司空想了想,点点头,“说的也是。”
桑大郎在桑家是有自己的院子的,做儿子的,隔三差五总要去父母面前请安,他真想勾搭莹娘子,恐怕有的是机会。随便收买几个下人,情书就能递到莹娘子手里了,根本都不用经过二门。
“这东西应该是杀手从莹娘子那里拿到的,结果掉在春娘子的房间里。”司空想不通了,“这是想表示一下他杀人的顺序吗?”
“或者想暗示一下,春娘子出事与桑家有关。”凤随两道英挺的长眉紧紧地皱了起来,“咱们先入为主的认定了这两位死者之间是互不相识的,但若是并非如此呢?”
司空也是精神一振,“把莹娘子的画像给我一份儿,明日我去静心庵,回来的时候,再去问问玉香楼的那位香草姑娘。”
凤随点头,“可。”
罗松和徐严坐在一边听了半天热闹,罗松主动要求,“小的也去。”
徐严也点头,他是个闲不住的性格,与其在城里到处找人打听消息,他更愿意做一些跑腿的任务。
凤随却笑着摇头,“明日还有任务交给你们呢。”
罗松精神一振,“什么任务?”
“打擂台的任务。”凤随笑着说:“如果所料不错的话,明日张鸿会跑到我这里来。”
徐严和罗松都是一脸纳闷,“他来干嘛?”
凤随望向司空,司空也有些懵,与凤随对视片刻,忽然灵机一动,想到了他在玉香楼里说过的话,“张大人既然在抓火神教的余孽,想来要从大人这里了解一下西京城里一些教徒活动的情况吧。”
还有他们之前办的那个案子,可是暴露出来不少的教徒。司空还记得他去车马行喂马的时候,一个跑腿的小伙计都能给他科普一下火神教的教义。
杀生菩萨,就是司空听他给讲的。
凤随笑着点头,“当初出了黎章氏的案子,我就联络了京畿衙门的蔡大人一起安排人手去统计火神教的教徒。这些事并不难查,但是琐碎。张鸿的手下都忙着去抓青水庵逃跑的法师,城里的这些情况,他分身无术,只好求到我这里来。”

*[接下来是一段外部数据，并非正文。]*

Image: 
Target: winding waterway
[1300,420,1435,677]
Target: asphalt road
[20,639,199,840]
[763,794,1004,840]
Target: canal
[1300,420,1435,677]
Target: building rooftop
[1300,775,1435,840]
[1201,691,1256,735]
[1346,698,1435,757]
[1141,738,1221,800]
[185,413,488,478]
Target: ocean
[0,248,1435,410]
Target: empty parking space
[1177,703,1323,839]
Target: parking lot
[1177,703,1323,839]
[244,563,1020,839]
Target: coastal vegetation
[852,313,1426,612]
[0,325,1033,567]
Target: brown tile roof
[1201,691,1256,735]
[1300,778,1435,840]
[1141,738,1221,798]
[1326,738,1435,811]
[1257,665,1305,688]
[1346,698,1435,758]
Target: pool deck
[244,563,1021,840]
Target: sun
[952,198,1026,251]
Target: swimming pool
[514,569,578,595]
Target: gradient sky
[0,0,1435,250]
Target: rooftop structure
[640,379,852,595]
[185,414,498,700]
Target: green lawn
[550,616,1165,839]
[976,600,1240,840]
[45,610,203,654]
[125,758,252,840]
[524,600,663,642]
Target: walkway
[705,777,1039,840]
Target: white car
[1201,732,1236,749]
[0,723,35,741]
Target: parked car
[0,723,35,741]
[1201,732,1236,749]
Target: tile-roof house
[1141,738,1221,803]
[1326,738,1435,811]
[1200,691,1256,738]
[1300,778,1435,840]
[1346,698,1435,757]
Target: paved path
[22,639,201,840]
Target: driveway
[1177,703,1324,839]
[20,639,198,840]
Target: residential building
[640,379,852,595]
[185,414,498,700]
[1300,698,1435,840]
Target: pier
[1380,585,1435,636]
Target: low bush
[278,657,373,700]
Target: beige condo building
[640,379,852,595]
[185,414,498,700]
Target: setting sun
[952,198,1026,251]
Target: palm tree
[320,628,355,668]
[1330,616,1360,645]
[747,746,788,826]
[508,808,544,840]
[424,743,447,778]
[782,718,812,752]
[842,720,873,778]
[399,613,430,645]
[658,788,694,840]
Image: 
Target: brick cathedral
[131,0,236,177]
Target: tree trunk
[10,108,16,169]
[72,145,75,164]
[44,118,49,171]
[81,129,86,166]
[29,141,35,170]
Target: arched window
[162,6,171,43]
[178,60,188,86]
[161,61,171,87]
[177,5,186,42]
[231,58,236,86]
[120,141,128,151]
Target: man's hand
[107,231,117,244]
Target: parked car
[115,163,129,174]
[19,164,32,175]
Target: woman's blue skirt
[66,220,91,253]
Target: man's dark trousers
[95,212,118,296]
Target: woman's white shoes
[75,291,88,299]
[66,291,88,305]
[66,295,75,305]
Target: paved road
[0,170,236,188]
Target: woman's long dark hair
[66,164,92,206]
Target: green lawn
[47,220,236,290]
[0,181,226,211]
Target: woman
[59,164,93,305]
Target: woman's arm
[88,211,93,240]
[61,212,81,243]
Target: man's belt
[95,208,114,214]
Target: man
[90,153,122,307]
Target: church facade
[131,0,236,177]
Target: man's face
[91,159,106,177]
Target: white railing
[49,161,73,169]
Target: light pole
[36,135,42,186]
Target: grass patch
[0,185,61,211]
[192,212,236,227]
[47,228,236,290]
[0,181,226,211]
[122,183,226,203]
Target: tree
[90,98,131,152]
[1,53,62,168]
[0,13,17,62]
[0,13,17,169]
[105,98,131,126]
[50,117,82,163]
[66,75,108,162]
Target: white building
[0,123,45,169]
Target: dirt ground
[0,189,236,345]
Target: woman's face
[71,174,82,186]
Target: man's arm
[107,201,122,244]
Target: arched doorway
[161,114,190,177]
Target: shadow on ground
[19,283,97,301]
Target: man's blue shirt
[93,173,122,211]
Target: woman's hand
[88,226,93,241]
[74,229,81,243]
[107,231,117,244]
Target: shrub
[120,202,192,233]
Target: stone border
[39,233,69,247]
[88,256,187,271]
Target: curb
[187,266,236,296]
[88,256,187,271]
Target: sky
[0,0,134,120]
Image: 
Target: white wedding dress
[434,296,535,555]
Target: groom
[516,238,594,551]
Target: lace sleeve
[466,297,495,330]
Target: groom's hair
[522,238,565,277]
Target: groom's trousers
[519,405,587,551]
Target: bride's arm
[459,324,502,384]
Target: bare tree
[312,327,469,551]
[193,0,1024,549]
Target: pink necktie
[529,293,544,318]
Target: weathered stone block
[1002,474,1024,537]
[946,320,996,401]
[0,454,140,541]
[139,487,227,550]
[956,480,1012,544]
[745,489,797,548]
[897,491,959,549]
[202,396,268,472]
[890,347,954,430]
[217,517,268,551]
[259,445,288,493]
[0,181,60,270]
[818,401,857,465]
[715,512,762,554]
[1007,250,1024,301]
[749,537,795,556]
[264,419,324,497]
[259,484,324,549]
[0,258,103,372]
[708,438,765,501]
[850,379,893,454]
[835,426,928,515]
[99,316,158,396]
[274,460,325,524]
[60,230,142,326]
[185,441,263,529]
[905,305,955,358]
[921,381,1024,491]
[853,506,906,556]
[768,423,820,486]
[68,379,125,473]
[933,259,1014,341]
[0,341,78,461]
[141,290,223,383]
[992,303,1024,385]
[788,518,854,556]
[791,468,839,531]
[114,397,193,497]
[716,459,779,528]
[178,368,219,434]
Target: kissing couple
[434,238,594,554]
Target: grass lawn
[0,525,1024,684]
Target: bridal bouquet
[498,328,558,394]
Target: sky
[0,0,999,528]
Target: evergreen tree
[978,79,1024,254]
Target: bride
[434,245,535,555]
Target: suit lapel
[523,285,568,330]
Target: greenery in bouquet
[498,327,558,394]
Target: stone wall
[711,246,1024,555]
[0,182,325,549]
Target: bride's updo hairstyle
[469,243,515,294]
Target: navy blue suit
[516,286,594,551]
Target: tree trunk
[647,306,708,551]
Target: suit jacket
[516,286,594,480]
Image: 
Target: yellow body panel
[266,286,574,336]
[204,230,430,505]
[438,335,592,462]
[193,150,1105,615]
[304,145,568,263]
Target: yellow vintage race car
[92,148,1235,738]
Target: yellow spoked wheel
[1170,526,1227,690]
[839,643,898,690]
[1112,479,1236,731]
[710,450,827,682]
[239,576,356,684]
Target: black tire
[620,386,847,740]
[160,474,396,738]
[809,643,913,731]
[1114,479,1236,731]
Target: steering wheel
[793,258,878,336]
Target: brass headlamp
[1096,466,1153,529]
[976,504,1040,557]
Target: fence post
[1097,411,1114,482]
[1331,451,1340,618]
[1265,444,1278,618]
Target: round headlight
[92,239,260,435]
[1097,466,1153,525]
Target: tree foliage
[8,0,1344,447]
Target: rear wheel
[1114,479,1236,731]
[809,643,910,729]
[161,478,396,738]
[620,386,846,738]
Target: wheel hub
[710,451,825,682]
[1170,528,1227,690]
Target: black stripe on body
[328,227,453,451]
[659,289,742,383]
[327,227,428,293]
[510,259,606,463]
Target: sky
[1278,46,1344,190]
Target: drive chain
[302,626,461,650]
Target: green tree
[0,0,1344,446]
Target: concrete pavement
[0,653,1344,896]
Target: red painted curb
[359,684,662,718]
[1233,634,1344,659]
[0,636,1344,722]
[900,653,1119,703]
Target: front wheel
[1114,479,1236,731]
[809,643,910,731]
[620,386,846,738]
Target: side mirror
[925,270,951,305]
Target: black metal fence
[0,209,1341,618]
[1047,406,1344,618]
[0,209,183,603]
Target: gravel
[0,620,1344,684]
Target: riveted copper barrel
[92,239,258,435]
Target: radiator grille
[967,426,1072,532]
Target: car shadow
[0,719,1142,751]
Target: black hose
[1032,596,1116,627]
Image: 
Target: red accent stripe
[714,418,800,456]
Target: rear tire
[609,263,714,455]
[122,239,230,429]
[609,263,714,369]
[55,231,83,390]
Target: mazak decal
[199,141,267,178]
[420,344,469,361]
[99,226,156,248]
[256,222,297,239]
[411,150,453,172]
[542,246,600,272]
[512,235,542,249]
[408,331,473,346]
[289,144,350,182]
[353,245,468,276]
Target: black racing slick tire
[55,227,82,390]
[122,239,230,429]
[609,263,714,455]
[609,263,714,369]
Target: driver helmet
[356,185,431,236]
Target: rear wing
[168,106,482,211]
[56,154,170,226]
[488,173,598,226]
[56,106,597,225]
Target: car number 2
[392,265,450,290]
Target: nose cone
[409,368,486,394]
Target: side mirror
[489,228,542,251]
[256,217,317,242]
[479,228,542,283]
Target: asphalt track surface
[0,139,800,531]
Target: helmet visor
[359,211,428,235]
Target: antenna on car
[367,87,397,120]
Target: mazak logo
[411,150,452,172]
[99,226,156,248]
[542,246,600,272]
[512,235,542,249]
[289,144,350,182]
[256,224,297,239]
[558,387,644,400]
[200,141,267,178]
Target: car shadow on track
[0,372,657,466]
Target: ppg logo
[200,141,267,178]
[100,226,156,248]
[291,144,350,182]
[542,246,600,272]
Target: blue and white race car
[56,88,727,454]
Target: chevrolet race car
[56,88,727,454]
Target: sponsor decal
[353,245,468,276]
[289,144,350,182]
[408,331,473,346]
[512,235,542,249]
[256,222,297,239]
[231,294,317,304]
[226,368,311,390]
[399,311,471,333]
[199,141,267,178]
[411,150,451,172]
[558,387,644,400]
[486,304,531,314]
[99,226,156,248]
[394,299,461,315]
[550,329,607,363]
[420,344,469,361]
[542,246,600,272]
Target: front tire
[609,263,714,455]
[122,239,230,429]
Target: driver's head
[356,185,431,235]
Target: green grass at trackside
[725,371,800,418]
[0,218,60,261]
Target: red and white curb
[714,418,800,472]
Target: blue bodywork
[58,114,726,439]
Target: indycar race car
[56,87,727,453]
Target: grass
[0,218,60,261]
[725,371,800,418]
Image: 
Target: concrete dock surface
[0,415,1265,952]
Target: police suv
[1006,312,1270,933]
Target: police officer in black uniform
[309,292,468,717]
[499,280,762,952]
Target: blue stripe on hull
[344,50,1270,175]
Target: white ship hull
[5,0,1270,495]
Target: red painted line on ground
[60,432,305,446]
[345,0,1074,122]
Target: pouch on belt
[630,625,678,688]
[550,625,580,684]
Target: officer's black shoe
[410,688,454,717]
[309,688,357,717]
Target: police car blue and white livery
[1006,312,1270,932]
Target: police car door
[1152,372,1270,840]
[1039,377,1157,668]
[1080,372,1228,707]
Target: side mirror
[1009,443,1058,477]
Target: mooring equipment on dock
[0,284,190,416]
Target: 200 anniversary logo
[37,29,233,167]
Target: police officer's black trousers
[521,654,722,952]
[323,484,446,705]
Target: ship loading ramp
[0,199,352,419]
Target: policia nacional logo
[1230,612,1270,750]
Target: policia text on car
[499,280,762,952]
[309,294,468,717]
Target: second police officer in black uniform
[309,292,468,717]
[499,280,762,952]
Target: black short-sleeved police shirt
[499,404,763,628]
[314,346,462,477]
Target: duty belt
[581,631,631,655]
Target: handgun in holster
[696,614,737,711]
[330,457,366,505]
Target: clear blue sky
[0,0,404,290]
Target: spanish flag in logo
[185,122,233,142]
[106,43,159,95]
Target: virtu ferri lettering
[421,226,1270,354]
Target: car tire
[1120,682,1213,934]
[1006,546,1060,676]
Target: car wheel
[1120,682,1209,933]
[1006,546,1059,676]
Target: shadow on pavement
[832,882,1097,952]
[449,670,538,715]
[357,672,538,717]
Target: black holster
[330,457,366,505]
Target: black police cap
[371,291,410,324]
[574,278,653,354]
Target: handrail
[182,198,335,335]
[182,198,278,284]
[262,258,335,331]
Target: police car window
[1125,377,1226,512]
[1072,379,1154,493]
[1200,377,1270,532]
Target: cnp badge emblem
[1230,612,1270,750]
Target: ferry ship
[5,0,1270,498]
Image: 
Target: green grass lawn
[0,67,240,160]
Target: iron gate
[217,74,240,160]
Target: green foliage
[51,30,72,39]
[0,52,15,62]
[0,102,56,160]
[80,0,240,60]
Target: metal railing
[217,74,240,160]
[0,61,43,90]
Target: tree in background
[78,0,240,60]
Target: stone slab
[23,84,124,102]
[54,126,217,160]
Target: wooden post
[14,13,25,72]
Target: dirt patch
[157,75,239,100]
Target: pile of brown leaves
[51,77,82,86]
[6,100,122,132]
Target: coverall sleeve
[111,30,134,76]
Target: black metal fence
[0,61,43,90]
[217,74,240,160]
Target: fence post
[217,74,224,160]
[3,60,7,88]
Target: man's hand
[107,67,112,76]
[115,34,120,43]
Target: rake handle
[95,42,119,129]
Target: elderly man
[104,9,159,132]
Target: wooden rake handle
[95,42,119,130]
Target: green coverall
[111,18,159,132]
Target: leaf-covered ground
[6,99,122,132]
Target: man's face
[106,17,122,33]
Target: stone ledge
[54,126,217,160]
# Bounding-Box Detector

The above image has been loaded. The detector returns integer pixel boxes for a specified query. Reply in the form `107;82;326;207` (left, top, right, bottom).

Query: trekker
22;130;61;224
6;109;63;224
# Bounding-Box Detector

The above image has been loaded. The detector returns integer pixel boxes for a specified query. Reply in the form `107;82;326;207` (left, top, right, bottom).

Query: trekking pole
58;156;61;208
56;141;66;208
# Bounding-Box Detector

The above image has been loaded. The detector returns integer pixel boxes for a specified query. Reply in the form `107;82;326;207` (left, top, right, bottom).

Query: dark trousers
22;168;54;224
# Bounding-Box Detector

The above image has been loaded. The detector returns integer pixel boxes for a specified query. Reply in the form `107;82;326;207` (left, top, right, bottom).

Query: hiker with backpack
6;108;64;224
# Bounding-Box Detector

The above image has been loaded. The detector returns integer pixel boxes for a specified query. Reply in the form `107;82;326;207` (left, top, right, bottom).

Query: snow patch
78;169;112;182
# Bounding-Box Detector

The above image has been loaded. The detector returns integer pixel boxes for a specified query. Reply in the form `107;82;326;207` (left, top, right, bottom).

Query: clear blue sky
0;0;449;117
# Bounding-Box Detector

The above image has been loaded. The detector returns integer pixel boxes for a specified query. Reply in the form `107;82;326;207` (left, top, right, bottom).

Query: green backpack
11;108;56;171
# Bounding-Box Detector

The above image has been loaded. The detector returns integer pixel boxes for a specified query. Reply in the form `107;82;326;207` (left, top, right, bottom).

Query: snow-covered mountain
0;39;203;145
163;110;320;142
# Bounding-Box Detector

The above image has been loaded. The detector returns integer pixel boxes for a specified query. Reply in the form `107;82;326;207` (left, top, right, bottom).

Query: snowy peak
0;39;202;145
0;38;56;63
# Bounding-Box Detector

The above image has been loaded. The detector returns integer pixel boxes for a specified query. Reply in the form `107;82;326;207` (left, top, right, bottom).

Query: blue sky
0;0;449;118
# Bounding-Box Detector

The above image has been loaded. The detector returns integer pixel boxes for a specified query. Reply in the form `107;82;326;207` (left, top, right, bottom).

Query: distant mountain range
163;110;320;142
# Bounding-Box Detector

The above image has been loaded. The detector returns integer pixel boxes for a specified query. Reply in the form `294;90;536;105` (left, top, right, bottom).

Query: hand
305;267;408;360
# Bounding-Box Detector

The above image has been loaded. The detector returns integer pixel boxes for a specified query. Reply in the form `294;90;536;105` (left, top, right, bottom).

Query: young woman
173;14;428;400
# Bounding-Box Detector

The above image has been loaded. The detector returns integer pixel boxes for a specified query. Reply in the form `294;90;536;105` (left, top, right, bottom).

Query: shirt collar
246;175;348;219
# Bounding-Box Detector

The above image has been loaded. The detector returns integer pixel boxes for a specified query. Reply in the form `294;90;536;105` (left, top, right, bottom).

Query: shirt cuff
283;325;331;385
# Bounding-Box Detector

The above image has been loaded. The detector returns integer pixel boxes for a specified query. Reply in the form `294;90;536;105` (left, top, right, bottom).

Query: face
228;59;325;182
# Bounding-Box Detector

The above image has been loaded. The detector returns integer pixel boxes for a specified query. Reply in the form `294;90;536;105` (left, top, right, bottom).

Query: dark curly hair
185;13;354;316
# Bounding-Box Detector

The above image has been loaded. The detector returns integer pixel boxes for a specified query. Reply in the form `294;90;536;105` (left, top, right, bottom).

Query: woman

司空想想蔡大人那个脾性,张鸿若是找上他,他八成要推到凤随身上来。
罗松冷哼,“他倒会捡便宜。”
徐严比较憨实,他直接问凤随,“给他吗?”
“给是一定要给的,”凤随笑得有些狡黠,“不过也不能给的太容易了。他手里的一些情报,也要交出来才行。”
这话说的司空也点头。张鸿也是皇城司的人,他们的情报系统,可比一个大理石少卿牛气得多了。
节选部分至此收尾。